"Capacity development is a vague concept that is used to justify specific reforms that have real ramifications at the international, and also at the project level," explained doctoral student Stefan Roch. He went on to explain that the World Bank and other donor organizations define capacity development in a very particular way – one that encompasses a number of contradictory aims. "They insist, for example, that capacity development be ongoing, and yet there must be defined outcomes," he said. "It must be both domestically owned and also be consistent with internationally accepted best practices." Roch noted that these contradictions serve a purpose in that they enable the World Bank and others to claim successes that have not truly been achieved.

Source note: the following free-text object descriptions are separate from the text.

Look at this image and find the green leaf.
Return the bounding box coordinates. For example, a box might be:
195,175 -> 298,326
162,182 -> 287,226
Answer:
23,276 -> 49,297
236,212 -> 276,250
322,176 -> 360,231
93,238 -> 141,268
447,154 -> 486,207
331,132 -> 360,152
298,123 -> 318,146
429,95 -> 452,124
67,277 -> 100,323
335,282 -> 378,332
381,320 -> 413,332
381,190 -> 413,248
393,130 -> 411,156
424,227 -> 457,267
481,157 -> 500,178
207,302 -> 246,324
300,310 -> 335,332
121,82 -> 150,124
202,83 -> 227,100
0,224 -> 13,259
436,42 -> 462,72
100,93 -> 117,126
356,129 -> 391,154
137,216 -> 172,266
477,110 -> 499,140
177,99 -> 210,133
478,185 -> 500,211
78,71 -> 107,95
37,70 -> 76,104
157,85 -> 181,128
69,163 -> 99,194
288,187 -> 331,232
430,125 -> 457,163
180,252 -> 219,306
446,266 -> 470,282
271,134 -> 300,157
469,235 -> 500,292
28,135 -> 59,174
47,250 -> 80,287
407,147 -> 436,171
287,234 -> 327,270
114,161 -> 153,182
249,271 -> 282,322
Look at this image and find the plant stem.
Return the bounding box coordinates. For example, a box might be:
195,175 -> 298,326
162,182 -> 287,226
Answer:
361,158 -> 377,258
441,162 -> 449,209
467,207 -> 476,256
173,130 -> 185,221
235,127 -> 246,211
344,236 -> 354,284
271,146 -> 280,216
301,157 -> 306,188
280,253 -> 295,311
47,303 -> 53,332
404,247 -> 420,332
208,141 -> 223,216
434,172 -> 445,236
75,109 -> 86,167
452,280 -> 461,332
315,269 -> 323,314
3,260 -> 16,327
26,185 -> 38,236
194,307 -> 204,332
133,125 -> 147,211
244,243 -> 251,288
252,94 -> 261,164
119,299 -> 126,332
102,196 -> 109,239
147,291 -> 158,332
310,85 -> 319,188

Roch, who made his presentation during the Annual Doctoral Conference 2016 on April 5, says that he became interested in this topic while doing research in Moldova for his dissertation on EU Twinning projects. What he found in Moldova was that there was a difference between what the World Bank said it had achieved, and the perceptions of those living in the country. "The Institute for Public Policy Moldova published some data in 2015 that shows how people responded to this question: Is your country heading in the right direction?" What the data shows very dramatically is that "more and more people believe that their country is headed in the wrong direction," said Roch. He says that he does not blame the World Bank, "yet there is a point to be made about the World Bank enabling Moldova to retain a western façade that signals change and modernization yet in fact is steered in the opposite direction, toward ever more political chaos and continuously deteriorating living conditions."
In his comments on Roch's "interesting and well-done" paper, School of Public Policy Associate Professor Michael Dorsch urged him to analyze the incentives of the World Bank and others. "Why are they doing what they do," he asked? Dorsch suggested also that Roch take a look at other governance indicators to see if they correlated with the World Bank indicators. "I would be interested in knowing also," said Dorsch, "whether Moldova is an exception or do your observations hold across countries?"